自在コラム

⇒ 日常での観察や大学キャンパスでの見聞、環境や時事問題、メディアとネットの考察などを紹介する宇野文夫のコラム

★義経伝説とキリコ祭り

2017年10月14日 | ⇒トピック往来
  きのう(13日)ときょう、能登半島の先端・珠洲市の馬緤(まつなぎ)という集落で伝統の秋祭りがあり、大学の教員スタッフや学生5人でボランティアに出かけた。祭りのボランティアというのは、能登で「キリコ」と呼ぶ高さ12㍍にも及ぶ奉灯を動かす人手が足りず、集落に住む知人から「5、6人、祭りに来て」とSOSが入った。

  夜にキリコが沿道を動き始めると家々の人々は外に出てきて、巡行を嬉しそうに眺める。キリコは集落の誇り、あるいは自慢でもあるのだ。ところが、過疎化で若者の絶対数が足りない。でも、集落のシンボルでもあるキリコは出したい、そこでお声がかかるというわけだ。ただ、私自身がキリコ祭りが好きなので、還暦を過ぎても呼ばれればひょいひょいと出かける。

    この馬緤集落は、キリコに描かれる絵が面白い。源義経の「八艘跳び」の絵や義経と弁慶の絵=写真=なのだ。このキリコ絵の作者であり、祭りに誘ってくれた田中栄俊氏(元珠洲市教育長)が馬緤集落と義経伝説について語ってくれた。

  平氏と源氏が一戦を交えた壇ノ浦の戦い(1185年)で功名を上げた義経は京に帰り、敵方だった平時忠(たらいのときただ、平清盛の後妻である時子の弟)の娘を妻に迎える。義父である時忠は武士ではなく、「筆取り武士」と呼ばれた文官だったこともあり、死罪ではなく流刑となる。その配流先が能登だった。間もなくして、義経も兄・頼朝との仲違いで追われた。義経は奥州・平泉に逃げ延びる途中に加賀の安宅の関、そして能登に流された時忠を訪ね面会した。その場所が馬緤集落なのだ。

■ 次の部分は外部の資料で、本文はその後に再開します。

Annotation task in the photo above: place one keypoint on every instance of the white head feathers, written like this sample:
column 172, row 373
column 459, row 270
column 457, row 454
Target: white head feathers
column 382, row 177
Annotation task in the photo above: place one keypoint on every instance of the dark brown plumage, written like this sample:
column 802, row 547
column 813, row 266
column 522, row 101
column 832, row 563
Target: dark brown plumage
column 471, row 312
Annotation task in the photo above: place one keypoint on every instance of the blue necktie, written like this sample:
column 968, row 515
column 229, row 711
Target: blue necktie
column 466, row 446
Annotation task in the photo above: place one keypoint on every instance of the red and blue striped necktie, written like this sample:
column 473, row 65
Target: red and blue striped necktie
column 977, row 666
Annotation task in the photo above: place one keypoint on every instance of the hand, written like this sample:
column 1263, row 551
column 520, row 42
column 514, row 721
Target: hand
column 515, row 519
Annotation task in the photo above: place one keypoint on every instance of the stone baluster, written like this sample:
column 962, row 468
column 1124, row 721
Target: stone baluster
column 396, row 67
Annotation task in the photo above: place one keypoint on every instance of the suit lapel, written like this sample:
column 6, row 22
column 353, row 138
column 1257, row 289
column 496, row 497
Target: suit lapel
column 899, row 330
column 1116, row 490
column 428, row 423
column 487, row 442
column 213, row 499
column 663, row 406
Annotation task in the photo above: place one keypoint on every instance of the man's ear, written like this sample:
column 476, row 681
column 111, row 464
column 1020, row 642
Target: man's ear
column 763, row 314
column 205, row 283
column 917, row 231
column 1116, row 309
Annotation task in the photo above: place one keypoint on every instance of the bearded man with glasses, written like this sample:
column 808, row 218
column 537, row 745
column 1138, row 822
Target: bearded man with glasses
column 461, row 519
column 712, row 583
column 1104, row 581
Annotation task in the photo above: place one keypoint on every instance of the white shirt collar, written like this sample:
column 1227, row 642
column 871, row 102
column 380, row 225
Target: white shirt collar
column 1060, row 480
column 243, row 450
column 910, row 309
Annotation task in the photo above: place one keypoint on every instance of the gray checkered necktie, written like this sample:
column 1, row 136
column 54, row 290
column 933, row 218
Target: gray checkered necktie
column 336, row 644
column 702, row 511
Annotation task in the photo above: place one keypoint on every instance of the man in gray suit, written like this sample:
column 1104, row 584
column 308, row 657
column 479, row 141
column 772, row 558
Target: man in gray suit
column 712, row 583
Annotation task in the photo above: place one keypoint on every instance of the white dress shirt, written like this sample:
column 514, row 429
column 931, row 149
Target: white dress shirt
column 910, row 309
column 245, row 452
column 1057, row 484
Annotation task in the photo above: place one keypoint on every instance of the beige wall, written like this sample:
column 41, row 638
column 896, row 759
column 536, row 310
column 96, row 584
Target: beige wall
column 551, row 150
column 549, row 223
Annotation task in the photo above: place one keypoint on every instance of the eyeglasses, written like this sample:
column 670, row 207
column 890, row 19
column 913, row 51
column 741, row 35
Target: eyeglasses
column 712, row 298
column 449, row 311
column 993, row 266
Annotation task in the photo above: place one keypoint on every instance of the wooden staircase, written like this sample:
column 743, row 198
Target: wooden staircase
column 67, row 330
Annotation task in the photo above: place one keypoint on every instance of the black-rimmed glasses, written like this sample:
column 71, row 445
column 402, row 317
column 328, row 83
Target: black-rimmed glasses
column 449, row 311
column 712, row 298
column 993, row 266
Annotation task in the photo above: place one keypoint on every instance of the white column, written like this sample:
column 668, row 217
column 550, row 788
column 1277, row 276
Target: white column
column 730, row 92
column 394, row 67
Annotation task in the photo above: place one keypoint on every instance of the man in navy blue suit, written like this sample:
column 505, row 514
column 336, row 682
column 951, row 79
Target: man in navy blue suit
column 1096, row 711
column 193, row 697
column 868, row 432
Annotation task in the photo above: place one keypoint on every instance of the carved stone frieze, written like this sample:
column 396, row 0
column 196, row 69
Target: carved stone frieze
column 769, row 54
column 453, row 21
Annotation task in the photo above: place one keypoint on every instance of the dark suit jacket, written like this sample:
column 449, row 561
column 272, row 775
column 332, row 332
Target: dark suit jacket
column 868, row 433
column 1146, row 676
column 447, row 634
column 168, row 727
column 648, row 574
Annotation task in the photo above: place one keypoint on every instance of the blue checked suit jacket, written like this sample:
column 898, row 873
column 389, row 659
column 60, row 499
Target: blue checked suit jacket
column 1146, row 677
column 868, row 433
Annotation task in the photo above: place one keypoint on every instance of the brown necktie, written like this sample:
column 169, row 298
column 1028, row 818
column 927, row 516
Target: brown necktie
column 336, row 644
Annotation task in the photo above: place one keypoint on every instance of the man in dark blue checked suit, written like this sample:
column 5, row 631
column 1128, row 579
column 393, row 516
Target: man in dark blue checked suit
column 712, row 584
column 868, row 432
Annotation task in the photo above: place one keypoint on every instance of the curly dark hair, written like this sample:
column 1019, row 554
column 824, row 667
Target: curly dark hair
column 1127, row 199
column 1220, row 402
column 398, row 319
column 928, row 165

  義経の一行がここで滞在するため、馬を繋いだので、「マツナギ」という地名になり、その後「馬緤」の漢字が当てられた。馬に与えるエサがなかったので、海藻の神馬藻(ギバサ、ホンダワラの一種)を村の人が与えた。土地の人は義馬草(ぎばさ)と漢字を当てている。では、弁慶はどうか。「安宅の関」ほどの活躍はないが、能登では水路の石を弁慶が担いで脇によけたと言われる「弁慶石」がある。もう一人、常陸坊海尊は義経一行と別れて能登の山に住み着き修行に励んだ。その山は「山伏山」といわれている。能登にはこうした義経にまつわる伝説が多い。この地域には時忠の子孫とされる人たちもいて、平氏と源氏の伝説が共存する里でもある

  祭りには3基本のキリコが舞った。担ぎ手はシニア世代が多いが、元気がいい。伝説に彩られた地域の「祭りパワー」を感じた。